Das Silicon Valley besteht aus Menschen, die aus ihrer Heimat fliehen mussten oder sie verließen, um in Kalifornien den amerikanischen Traum zu suchen - das gilt noch mehr für das Tal der Erfinder als für die gesamten Vereinigten Staaten. Es zählt zu den Grundfesten des Silicon Valley, dass Menschen aus der ganzen Welt hier Produkte für die ganze Welt erfinden. Die US-Technologiekonzerne sind durch die Globalisierung groß geworden und haben sie erst zu dem gemacht, was sie ist.

Was wäre die Globalisierung ohne das Internet? Was wäre das Internet ohne die amerikanischen IT-Konzerne? Kaum jemand im Silicon Valley hat deshalb für den Nationalisten Donald Trump als gestimmt. Doch viele Menschen hofften, dass der Wahlkampf-Trump ein anderer Mann ist als der Präsident Trump. Die Hoffnung hat sich nicht bewahrheitet - spätestens seit Freitagnachmittag ist das klar. Der neue US-Präsident hatte am Freitag per Dekret angeordnet, dass Bürger der mehrheitlich muslimischen Länder Irak, Iran, Libyen, Somalia, Syrien, Sudan und Jemen für 90 Tage keine Visa erhalten dürfen. Flüchtlingen untersagte Trump die Einreise für 120 Tage, egal woher sie kommen, syrischen Flüchtlingen sogar auf unbestimmte Zeit.
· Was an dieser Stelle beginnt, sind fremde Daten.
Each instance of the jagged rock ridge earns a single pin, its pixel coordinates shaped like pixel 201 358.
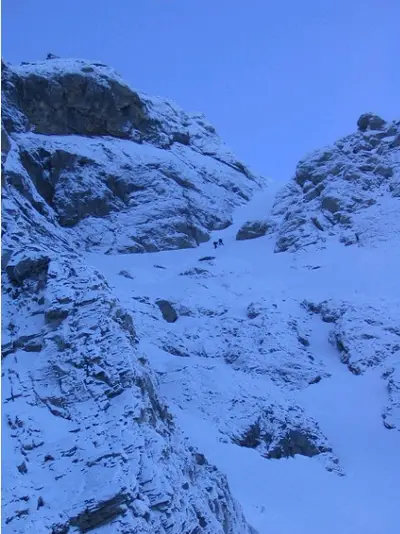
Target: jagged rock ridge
pixel 89 442
pixel 125 172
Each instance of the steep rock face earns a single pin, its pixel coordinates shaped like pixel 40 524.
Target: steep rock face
pixel 349 190
pixel 89 443
pixel 126 172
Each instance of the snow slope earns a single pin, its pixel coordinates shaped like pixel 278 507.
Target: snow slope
pixel 213 398
pixel 128 377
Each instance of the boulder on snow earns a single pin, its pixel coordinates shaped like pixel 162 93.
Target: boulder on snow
pixel 370 121
pixel 167 310
pixel 252 230
pixel 297 442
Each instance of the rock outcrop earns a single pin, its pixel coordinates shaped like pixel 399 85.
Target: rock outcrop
pixel 89 443
pixel 348 191
pixel 252 230
pixel 123 171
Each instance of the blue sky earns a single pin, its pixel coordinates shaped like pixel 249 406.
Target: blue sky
pixel 277 79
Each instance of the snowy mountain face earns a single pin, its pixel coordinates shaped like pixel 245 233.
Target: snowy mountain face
pixel 196 390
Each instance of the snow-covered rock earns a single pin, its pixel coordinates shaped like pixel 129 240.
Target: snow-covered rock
pixel 127 377
pixel 89 442
pixel 349 190
pixel 126 172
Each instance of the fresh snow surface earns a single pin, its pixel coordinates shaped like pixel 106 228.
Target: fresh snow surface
pixel 296 494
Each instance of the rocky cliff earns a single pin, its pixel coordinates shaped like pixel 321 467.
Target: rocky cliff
pixel 127 377
pixel 90 164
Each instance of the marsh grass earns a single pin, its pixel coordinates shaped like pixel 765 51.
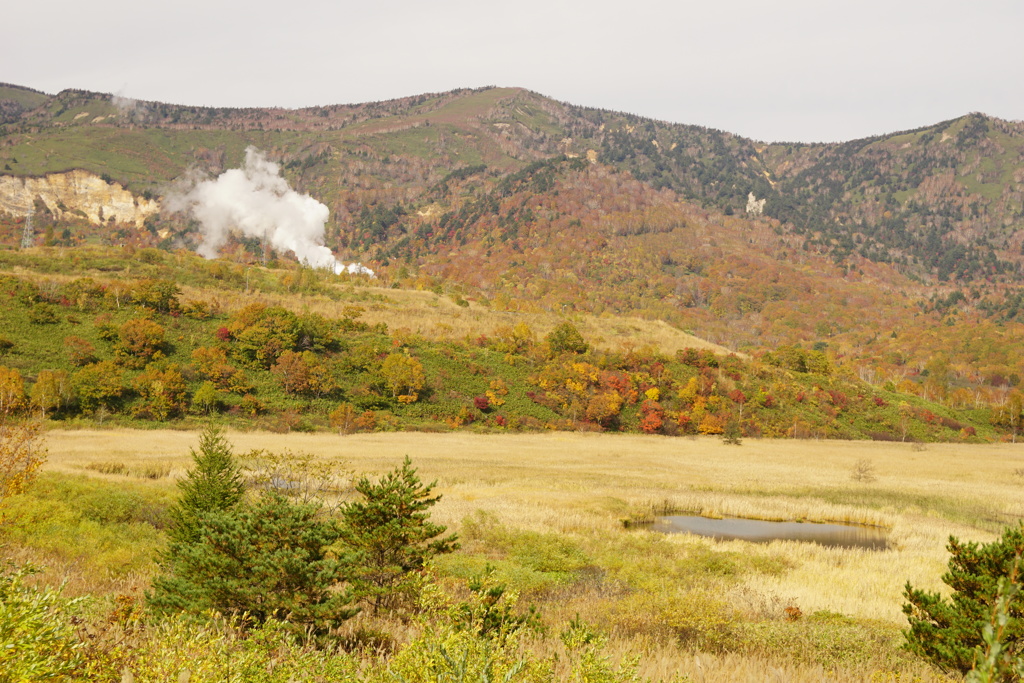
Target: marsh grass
pixel 546 512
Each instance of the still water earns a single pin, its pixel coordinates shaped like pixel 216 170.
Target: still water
pixel 757 530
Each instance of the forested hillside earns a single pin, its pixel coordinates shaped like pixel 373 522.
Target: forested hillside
pixel 897 256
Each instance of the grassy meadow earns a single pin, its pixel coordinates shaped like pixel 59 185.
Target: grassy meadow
pixel 546 511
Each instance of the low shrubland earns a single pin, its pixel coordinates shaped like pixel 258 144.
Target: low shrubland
pixel 540 521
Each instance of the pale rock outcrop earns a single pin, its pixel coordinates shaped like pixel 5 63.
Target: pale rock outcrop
pixel 755 207
pixel 73 191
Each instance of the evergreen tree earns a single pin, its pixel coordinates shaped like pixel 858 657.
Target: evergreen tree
pixel 390 537
pixel 267 560
pixel 950 634
pixel 213 484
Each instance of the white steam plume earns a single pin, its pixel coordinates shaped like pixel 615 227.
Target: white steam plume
pixel 256 201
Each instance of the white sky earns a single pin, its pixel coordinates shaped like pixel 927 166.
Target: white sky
pixel 788 70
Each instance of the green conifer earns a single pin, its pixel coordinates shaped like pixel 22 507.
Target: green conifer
pixel 950 633
pixel 390 537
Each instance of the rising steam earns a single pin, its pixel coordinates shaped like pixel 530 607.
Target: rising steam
pixel 256 201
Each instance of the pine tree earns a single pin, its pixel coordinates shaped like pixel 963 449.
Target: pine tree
pixel 950 634
pixel 390 537
pixel 213 484
pixel 267 560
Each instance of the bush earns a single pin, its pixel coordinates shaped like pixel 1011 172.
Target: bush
pixel 37 639
pixel 950 634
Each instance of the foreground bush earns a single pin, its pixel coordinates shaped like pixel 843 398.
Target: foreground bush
pixel 37 640
pixel 950 633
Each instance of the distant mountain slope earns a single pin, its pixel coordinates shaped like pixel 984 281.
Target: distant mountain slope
pixel 943 202
pixel 513 199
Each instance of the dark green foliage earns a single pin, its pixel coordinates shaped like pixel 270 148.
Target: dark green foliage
pixel 947 633
pixel 267 560
pixel 390 537
pixel 566 339
pixel 264 560
pixel 214 484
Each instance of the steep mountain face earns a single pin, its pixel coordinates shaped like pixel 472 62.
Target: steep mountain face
pixel 942 203
pixel 75 195
pixel 511 198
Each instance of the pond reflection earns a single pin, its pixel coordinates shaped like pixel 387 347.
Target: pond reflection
pixel 757 530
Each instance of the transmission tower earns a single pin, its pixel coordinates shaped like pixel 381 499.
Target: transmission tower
pixel 29 233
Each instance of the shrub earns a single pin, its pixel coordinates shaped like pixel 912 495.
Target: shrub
pixel 948 634
pixel 37 638
pixel 138 341
pixel 565 339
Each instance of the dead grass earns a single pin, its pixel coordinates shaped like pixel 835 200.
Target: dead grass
pixel 588 483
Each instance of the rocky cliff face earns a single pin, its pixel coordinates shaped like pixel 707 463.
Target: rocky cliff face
pixel 75 194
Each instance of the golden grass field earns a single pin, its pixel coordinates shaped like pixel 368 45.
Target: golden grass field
pixel 584 485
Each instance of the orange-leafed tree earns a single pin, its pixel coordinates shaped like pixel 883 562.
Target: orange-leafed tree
pixel 22 454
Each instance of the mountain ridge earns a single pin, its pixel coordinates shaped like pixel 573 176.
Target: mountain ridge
pixel 507 197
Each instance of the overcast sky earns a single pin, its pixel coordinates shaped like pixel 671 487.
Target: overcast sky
pixel 788 70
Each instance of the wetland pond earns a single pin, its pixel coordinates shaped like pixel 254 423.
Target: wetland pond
pixel 757 530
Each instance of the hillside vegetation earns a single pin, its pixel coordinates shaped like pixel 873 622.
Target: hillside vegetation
pixel 895 256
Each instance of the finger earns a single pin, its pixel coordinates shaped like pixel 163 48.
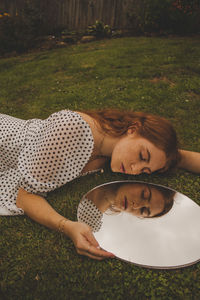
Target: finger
pixel 99 252
pixel 90 237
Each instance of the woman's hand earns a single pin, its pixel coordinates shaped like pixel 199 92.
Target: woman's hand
pixel 84 241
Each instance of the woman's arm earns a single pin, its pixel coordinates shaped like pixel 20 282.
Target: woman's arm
pixel 190 161
pixel 38 209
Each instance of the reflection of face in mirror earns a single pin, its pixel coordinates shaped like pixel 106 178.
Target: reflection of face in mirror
pixel 114 211
pixel 139 199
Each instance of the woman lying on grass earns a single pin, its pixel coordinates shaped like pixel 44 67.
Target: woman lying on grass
pixel 38 156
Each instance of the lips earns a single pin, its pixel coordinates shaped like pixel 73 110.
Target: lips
pixel 125 203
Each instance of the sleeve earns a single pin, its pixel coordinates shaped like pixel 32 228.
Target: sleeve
pixel 57 153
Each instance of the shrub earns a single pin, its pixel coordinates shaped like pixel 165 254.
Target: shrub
pixel 169 16
pixel 99 30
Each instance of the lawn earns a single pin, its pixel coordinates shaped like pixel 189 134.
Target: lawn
pixel 157 75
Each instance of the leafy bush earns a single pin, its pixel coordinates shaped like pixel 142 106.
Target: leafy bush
pixel 169 16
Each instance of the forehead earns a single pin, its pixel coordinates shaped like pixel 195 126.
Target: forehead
pixel 158 158
pixel 157 201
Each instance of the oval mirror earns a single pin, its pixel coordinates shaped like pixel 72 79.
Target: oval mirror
pixel 146 224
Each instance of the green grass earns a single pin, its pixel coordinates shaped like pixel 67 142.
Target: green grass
pixel 160 76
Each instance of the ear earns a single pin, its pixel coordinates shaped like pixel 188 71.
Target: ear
pixel 134 127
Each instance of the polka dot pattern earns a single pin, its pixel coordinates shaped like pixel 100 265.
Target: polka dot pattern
pixel 88 213
pixel 41 155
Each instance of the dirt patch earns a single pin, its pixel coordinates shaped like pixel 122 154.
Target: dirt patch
pixel 162 79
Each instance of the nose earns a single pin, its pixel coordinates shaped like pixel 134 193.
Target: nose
pixel 135 169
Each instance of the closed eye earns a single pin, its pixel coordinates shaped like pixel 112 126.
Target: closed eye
pixel 141 157
pixel 145 210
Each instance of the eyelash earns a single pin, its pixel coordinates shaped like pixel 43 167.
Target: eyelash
pixel 143 209
pixel 141 157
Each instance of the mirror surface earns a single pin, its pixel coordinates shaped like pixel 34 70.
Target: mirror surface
pixel 145 224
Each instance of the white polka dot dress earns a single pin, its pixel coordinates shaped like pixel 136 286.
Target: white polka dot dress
pixel 41 155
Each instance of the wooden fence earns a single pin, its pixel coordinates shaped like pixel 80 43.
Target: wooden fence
pixel 76 14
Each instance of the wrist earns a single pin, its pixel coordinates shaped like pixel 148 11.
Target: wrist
pixel 65 226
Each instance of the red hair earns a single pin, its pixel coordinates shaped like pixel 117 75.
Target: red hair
pixel 157 130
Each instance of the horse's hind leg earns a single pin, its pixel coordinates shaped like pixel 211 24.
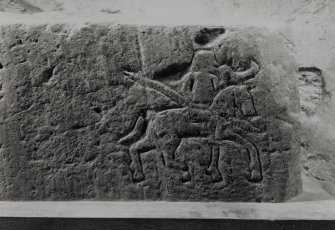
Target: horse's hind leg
pixel 136 149
pixel 213 169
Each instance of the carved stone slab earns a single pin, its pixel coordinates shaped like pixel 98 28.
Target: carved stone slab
pixel 121 112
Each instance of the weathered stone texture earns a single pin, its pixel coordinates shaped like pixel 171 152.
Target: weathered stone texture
pixel 119 112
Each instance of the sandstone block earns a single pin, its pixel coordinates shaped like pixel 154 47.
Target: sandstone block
pixel 122 112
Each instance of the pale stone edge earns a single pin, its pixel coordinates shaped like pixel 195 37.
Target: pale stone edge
pixel 316 210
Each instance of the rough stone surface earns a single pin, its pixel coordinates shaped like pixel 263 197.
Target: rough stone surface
pixel 121 112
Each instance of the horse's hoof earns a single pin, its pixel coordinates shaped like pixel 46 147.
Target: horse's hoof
pixel 138 177
pixel 255 176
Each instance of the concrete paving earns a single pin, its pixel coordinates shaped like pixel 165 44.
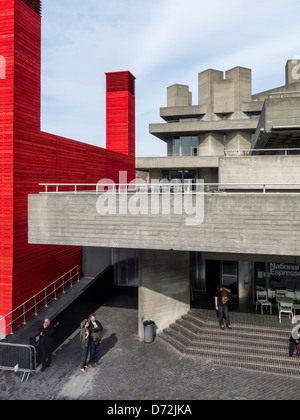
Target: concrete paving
pixel 134 370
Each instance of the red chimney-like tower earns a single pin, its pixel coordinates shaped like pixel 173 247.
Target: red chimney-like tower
pixel 120 112
pixel 29 156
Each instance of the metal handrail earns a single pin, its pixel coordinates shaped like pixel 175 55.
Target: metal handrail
pixel 44 299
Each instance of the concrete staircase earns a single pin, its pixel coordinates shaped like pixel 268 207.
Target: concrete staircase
pixel 249 346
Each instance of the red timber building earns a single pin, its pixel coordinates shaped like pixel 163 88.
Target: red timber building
pixel 29 156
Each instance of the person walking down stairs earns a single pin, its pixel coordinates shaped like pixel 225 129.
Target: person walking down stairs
pixel 221 305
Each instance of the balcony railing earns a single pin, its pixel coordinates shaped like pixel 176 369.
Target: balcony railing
pixel 174 187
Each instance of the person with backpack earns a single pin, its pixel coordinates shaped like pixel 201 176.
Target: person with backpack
pixel 295 341
pixel 95 330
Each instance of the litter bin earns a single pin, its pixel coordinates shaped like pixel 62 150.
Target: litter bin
pixel 149 331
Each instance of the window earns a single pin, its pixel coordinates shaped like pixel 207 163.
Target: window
pixel 185 146
pixel 125 263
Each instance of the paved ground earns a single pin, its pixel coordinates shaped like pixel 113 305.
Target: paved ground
pixel 133 370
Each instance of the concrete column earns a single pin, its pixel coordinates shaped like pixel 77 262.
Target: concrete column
pixel 245 281
pixel 164 287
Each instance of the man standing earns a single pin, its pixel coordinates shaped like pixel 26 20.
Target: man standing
pixel 46 343
pixel 95 329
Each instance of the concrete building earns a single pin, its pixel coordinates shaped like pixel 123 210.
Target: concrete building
pixel 241 230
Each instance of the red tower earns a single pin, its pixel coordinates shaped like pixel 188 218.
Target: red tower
pixel 29 157
pixel 120 113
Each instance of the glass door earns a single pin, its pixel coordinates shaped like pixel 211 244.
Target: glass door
pixel 230 276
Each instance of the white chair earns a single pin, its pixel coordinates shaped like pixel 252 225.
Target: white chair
pixel 286 309
pixel 262 299
pixel 279 294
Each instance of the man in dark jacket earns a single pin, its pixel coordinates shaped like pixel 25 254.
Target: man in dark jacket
pixel 46 343
pixel 95 329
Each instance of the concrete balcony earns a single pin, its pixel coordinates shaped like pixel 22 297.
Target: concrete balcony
pixel 249 223
pixel 175 162
pixel 165 131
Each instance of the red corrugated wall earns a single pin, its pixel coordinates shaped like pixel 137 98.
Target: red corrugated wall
pixel 29 157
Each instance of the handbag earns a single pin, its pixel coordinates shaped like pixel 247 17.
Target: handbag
pixel 96 336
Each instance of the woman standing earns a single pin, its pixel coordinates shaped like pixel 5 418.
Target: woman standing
pixel 221 305
pixel 84 339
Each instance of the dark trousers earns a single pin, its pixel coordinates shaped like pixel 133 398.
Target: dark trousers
pixel 223 313
pixel 46 358
pixel 293 346
pixel 94 354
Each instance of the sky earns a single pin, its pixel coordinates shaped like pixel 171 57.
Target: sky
pixel 161 42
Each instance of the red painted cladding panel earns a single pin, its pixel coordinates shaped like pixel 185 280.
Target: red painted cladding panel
pixel 29 157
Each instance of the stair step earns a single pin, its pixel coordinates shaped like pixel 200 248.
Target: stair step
pixel 247 336
pixel 221 337
pixel 228 345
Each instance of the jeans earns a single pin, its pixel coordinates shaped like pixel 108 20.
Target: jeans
pixel 223 313
pixel 94 355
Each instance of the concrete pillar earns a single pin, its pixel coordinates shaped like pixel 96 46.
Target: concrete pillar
pixel 164 287
pixel 292 71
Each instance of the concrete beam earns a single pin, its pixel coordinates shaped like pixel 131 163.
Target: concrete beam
pixel 244 224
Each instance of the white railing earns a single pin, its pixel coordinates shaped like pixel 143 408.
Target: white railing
pixel 22 313
pixel 175 187
pixel 232 152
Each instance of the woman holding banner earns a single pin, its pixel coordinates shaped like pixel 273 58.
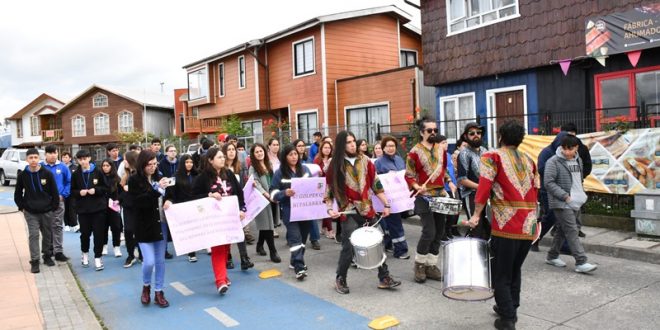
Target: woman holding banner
pixel 394 235
pixel 145 187
pixel 216 181
pixel 297 231
pixel 181 191
pixel 262 172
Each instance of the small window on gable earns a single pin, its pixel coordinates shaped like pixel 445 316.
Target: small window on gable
pixel 100 101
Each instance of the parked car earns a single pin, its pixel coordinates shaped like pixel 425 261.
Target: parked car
pixel 12 163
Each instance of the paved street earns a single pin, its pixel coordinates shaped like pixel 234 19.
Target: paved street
pixel 620 294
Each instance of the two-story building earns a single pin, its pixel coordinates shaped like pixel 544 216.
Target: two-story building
pixel 93 118
pixel 36 124
pixel 498 60
pixel 354 70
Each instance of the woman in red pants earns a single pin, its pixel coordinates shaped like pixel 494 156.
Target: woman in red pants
pixel 216 181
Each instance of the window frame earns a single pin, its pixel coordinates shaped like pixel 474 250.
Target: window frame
pixel 242 76
pixel 401 57
pixel 73 126
pixel 294 57
pixel 119 122
pixel 443 121
pixel 107 102
pixel 221 80
pixel 465 17
pixel 99 115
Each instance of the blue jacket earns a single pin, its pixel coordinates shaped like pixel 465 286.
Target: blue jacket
pixel 387 163
pixel 62 177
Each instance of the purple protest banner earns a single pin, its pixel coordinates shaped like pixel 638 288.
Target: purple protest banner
pixel 203 223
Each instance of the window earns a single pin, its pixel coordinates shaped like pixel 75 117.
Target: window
pixel 34 126
pixel 78 124
pixel 221 79
pixel 465 15
pixel 408 58
pixel 125 122
pixel 363 121
pixel 303 57
pixel 19 128
pixel 307 126
pixel 455 112
pixel 241 72
pixel 198 84
pixel 100 101
pixel 255 131
pixel 101 124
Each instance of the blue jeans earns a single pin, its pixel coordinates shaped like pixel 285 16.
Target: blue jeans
pixel 296 236
pixel 153 254
pixel 394 234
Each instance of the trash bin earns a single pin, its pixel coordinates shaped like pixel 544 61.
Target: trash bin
pixel 647 212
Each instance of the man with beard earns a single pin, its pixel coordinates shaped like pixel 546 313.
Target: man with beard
pixel 426 173
pixel 468 175
pixel 350 176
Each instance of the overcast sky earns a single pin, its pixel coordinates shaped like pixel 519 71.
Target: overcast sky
pixel 63 47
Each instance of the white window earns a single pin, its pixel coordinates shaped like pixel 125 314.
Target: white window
pixel 221 79
pixel 467 15
pixel 101 124
pixel 198 86
pixel 408 58
pixel 100 101
pixel 125 122
pixel 303 57
pixel 241 72
pixel 78 124
pixel 308 124
pixel 34 126
pixel 255 133
pixel 455 112
pixel 363 121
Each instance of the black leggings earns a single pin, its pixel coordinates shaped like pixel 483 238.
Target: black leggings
pixel 92 222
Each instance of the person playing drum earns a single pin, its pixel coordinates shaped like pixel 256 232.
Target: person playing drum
pixel 426 173
pixel 350 176
pixel 510 179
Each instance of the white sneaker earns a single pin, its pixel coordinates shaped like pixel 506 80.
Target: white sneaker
pixel 585 268
pixel 555 262
pixel 85 259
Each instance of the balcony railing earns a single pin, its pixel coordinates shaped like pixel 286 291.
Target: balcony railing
pixel 51 135
pixel 194 124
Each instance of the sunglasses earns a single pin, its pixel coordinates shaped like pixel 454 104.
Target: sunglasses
pixel 473 133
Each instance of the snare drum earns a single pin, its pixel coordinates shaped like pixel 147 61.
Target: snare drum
pixel 445 205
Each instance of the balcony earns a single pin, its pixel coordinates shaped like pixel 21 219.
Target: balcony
pixel 204 125
pixel 51 135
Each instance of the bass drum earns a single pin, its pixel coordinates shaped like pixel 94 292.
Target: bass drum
pixel 466 270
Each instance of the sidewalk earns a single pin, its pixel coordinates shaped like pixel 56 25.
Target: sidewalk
pixel 48 300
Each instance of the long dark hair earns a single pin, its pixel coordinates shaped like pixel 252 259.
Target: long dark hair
pixel 284 164
pixel 208 169
pixel 337 168
pixel 181 170
pixel 261 170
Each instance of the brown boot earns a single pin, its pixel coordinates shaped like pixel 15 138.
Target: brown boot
pixel 146 295
pixel 432 270
pixel 420 268
pixel 159 299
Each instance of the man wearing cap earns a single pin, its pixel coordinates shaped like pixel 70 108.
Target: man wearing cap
pixel 469 160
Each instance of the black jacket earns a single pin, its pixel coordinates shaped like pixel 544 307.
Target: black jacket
pixel 145 208
pixel 92 178
pixel 205 183
pixel 36 192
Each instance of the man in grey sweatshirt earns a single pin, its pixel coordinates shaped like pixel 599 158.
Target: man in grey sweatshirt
pixel 563 182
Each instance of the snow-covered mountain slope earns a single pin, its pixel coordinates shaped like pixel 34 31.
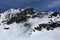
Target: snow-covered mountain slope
pixel 29 24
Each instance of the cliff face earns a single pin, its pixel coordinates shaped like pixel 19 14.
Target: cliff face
pixel 17 22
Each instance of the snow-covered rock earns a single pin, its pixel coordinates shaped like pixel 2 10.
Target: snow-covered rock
pixel 29 24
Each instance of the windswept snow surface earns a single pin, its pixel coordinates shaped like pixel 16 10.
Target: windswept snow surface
pixel 18 31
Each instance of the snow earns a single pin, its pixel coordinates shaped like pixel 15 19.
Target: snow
pixel 17 31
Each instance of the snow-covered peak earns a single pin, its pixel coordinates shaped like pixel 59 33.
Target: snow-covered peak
pixel 17 22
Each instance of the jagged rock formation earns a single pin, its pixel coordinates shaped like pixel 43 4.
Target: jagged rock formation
pixel 50 19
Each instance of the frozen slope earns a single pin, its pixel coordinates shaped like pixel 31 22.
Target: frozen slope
pixel 23 24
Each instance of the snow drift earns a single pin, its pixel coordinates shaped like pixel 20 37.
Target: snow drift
pixel 29 24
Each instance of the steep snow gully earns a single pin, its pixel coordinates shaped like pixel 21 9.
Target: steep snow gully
pixel 29 24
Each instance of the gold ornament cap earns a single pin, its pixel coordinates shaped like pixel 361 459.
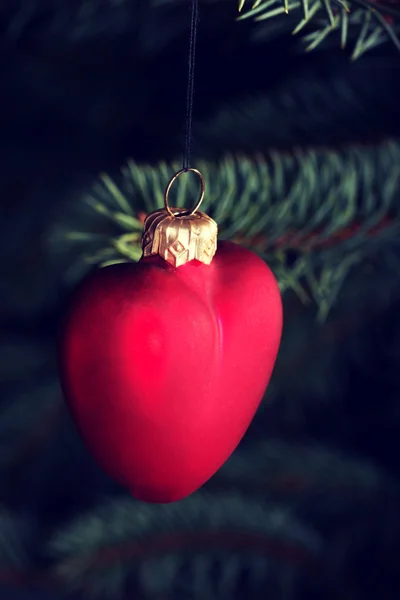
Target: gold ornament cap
pixel 178 235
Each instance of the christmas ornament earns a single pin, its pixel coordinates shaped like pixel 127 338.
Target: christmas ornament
pixel 164 362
Das Verbot galt ursprünglich sogar für Menschen mit Aufenthalts- und Arbeitsgenehmigung. Später milderte die Trump-Regierung das ab, Greencard-Inhaber müssen nun vor ihrer Rückkehr in die USA eine amerikanische diplomatische Vertretung aufsuchen und dort zur "Routine-Überprüfung", dann dürfen sie einreisen. Die Greencard-Regelung ist wichtig für die Tech-Industrie, die auf ihre ausländischen Mitarbeiter angewiesen ist.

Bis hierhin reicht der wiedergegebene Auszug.